The term acanthocyte, one type of dysmorphic RBC, comes from the Greek word ἄκανθα (acantha) which means “thorn”. Thus, it refers to an RBC hat has a spiked cell membrane (see the figures 1-3 below). Acanthocytes represent the most distinguished shape of glomerular RBCs. They are best defined as ringforms (“doughnuts”) with external or internal protrusions. Acanthocytes are identified with good inter-observer agreement and show very high positive likelihood ratios for the presence of glomerular disease. A fraction of >=5% acanthocytes of all urinary RBCs is widely used to establish the diagnosis of glomerular hematuria.

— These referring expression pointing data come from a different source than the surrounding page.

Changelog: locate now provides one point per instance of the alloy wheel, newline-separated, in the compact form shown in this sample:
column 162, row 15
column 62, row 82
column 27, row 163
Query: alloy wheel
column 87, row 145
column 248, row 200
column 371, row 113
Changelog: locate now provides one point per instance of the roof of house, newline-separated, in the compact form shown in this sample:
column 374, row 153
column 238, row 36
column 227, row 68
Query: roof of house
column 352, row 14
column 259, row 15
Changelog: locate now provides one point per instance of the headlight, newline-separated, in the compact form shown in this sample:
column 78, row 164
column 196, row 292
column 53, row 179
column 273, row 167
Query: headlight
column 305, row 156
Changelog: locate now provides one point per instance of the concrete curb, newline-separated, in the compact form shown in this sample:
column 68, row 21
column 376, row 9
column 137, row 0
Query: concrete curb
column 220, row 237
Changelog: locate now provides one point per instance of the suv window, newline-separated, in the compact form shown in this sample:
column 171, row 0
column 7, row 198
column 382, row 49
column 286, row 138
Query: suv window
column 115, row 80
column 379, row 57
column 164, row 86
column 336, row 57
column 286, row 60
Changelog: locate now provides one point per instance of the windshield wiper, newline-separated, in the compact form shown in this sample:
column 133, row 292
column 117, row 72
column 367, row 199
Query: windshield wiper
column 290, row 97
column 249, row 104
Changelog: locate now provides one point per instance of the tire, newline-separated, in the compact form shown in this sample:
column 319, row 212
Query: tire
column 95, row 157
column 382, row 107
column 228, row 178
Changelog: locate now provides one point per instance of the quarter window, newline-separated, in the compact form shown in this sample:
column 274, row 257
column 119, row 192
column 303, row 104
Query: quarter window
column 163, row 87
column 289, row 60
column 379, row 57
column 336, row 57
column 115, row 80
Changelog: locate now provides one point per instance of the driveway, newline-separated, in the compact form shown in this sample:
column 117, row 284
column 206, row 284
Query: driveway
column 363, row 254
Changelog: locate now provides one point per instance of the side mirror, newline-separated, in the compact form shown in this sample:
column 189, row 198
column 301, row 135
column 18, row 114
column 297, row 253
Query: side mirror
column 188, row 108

Figure 1. Arrows pointing to acanthocytes: ringforms or “doughnuts” with internal or external protrusions.
Figure 2. Zoomed in views of acanthocytes.
Figure 3. Another example of acanthocytes, a type of dysmorphic RBCs, indicative of glomerular injury.

There is much less consensus about definitions and quantitative thresholds for other types of dysmorphic RBCs. My personal practice is as follows: In addition to acanthocytes, I count doughnut/ringform or target-like shaped RBCs without protrusions (Fig. 4) and – with restrictions – certain forms of destructed RBCs as dysmorphic. Usually, I only consider destructed erythrocytes when I have also seen some convincing ringforms or acanthocytes. With more than 30% ringforms I call it “definite” glomerular hematuria. When the 30% threshold is only reached by also counting destructed RBCs, I label it “possible” glomerular hematuria.

Figure 4. Doughnut or target-like shaped RBCs, another type of dysmorphic RBC.

It is important to note that these percentages are only useful in patients with hematuria. Among the few RBCs excreted by healthy persons, the fraction of glomerular-type erythrocytes might be similarly high.